When Lorna went into surgery for the second time in as many weeks, Mrs. Henry knew she had to prepare something delicious and nutritious, something to awaken an appetite numbed by anesthesia, an instant elixir to restore every weary faculty.
Like an Olympic competitor, Mrs. Henry dug deep.
From her mental recipe box she plucked a classic French veal stock equally serviceable as a demi-glace for vegetable dishes or as the secret flavor ingredient to any meat sauce or ragout.
Auguste Escoffier invented the versatile veal stock. Neither sweet nor salty, neither bitter nor sour, veal stock adds flavor and body to nearly any preparation. My Phuong makes this stock and freezes it in ice cube trays. She adds a single cube as a final touch to french beans or mushrooms. The results are sensational.
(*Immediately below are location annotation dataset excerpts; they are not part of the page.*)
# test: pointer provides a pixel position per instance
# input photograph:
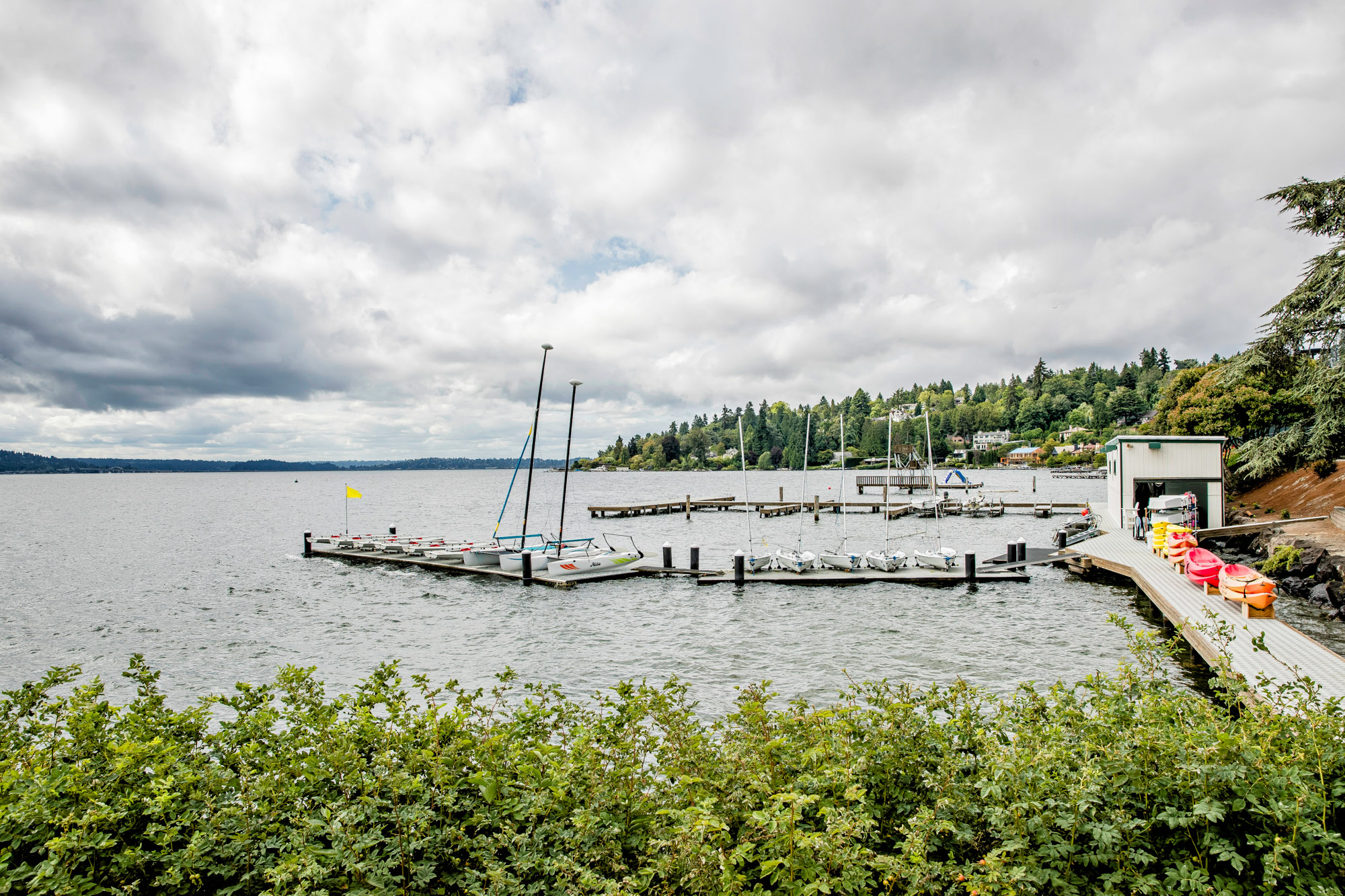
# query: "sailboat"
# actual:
(754, 561)
(841, 559)
(887, 560)
(800, 560)
(939, 557)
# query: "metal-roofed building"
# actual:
(1145, 467)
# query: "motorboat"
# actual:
(886, 560)
(841, 560)
(937, 559)
(1078, 529)
(796, 561)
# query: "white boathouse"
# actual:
(1145, 467)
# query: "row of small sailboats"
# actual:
(798, 560)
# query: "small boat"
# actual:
(1078, 530)
(937, 559)
(1203, 567)
(884, 560)
(1246, 585)
(794, 561)
(841, 560)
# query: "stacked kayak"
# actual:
(1246, 585)
(1159, 534)
(1179, 541)
(1203, 567)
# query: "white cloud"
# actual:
(341, 231)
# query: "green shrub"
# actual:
(1122, 783)
(1281, 559)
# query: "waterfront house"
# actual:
(1145, 467)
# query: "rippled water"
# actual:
(204, 575)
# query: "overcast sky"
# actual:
(341, 231)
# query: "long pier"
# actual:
(1195, 614)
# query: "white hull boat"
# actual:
(839, 560)
(794, 561)
(757, 563)
(588, 563)
(886, 561)
(938, 559)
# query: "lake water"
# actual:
(204, 573)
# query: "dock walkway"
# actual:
(1186, 604)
Lorna drank two cups spoonlessly and pronounced it “worth living for.”
Mrs. Henry’s veal stock
2 veal shank bones (quartered by the butcher)
2 stalks of celery
1 onion, quartered
1 turnip, quartered
1 bunch parsley
1 handful of baby carrots
Roast the bones at 425˚ until golden brown, about 35 minutes. In 3-quart or larger pot cover with water, add ingredients and simmer for at least 4 hours. Let cool. Remove bones and pour stock through sieve. Refrigerate. When cool, skim fat. Reheat to liquid state and pour cheesecloth strainer (or fine sieve). Add salt.
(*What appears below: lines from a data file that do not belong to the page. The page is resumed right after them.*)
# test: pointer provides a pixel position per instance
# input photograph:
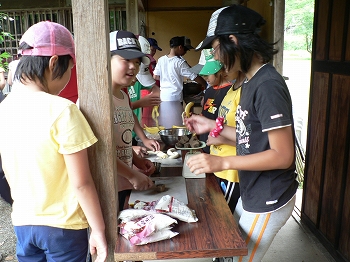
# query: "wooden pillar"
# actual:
(132, 16)
(91, 35)
(278, 35)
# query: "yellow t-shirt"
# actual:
(40, 128)
(227, 110)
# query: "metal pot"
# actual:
(191, 88)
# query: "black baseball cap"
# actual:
(125, 44)
(181, 40)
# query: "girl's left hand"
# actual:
(214, 140)
(151, 144)
(204, 163)
(144, 165)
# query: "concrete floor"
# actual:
(293, 243)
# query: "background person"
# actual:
(171, 70)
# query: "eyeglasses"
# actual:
(213, 50)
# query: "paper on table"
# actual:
(166, 162)
(175, 187)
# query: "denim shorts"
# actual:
(44, 243)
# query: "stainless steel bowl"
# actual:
(171, 136)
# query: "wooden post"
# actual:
(91, 35)
(278, 35)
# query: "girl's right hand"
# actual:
(199, 124)
(98, 245)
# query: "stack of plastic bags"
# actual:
(152, 221)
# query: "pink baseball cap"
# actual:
(48, 39)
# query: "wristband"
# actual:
(219, 127)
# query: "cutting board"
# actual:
(175, 187)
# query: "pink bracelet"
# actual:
(219, 127)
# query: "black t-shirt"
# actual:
(265, 105)
(213, 97)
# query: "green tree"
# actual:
(299, 19)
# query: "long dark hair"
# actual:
(247, 45)
(33, 67)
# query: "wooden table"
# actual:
(216, 233)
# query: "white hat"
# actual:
(144, 76)
(145, 45)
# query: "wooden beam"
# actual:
(91, 27)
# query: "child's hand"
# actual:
(98, 245)
(145, 166)
(152, 99)
(151, 144)
(199, 124)
(215, 140)
(140, 150)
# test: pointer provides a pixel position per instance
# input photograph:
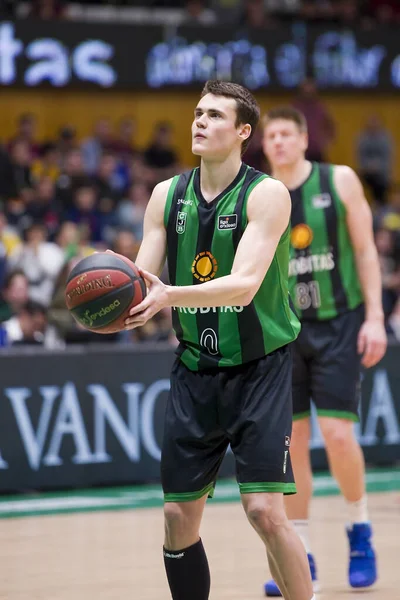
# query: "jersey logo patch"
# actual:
(301, 236)
(204, 266)
(227, 222)
(322, 201)
(181, 222)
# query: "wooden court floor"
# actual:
(116, 555)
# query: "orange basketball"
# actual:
(101, 289)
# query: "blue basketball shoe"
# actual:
(362, 565)
(272, 590)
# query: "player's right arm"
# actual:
(153, 249)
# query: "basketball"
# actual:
(101, 289)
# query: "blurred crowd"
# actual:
(61, 201)
(64, 199)
(250, 13)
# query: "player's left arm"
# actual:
(372, 340)
(268, 212)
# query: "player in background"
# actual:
(225, 230)
(335, 283)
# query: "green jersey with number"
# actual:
(202, 238)
(323, 277)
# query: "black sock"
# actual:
(188, 573)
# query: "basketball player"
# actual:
(335, 284)
(224, 228)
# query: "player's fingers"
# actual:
(148, 276)
(140, 307)
(376, 353)
(361, 342)
(138, 321)
(370, 354)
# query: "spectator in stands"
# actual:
(6, 175)
(43, 206)
(160, 155)
(126, 244)
(30, 326)
(40, 260)
(14, 294)
(197, 13)
(48, 165)
(124, 143)
(85, 212)
(388, 246)
(21, 175)
(66, 142)
(71, 178)
(375, 158)
(131, 210)
(26, 131)
(254, 155)
(9, 237)
(94, 147)
(320, 124)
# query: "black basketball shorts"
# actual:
(248, 407)
(327, 367)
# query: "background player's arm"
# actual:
(268, 214)
(372, 339)
(152, 252)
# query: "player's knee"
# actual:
(338, 436)
(265, 518)
(174, 518)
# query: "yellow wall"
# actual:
(55, 108)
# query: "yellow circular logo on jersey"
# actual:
(204, 266)
(301, 236)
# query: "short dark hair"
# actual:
(247, 109)
(289, 113)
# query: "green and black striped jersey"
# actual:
(202, 238)
(323, 277)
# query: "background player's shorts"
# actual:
(248, 406)
(327, 367)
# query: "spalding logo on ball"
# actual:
(101, 289)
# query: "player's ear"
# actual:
(244, 131)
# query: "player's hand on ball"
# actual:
(372, 342)
(155, 300)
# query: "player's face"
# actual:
(214, 131)
(283, 142)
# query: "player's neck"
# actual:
(216, 177)
(294, 175)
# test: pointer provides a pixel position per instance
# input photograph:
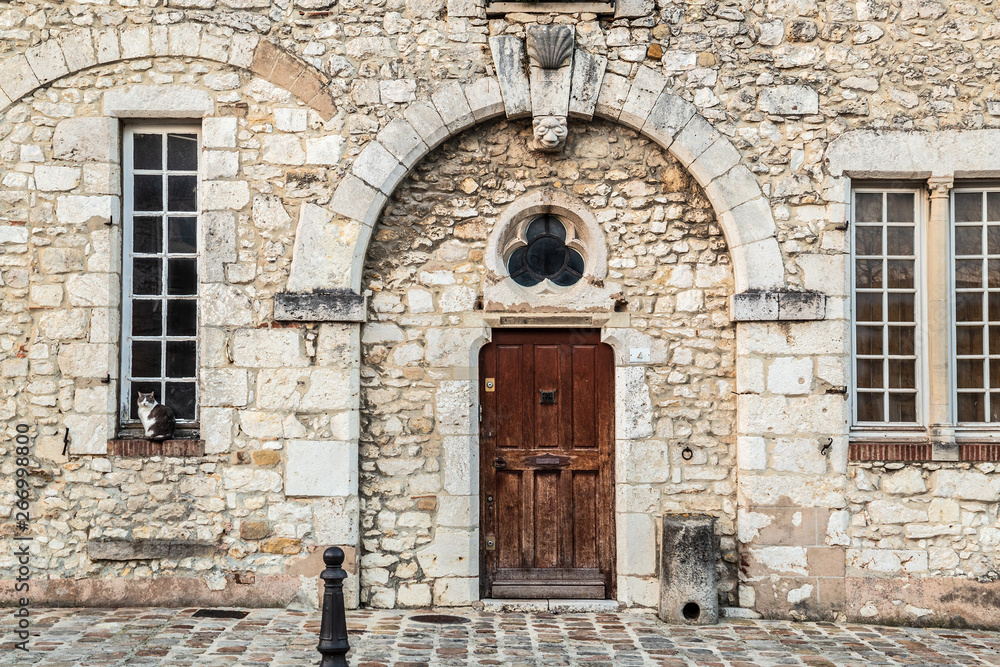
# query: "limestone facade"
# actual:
(355, 159)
Any veal bones will do nicely. Michael Ruhlman suggests veal breast, and his recipes are highly reliable.
You may roast the root vegetables, as well, but not for as long as the meat. Leeks work very well, too, as does fresh thyme, neither of which were available this time.
The extra step of refrigerating to remove fat ensures a lean, light broth. If you want a richer demi-glace for braising, however, skip this step.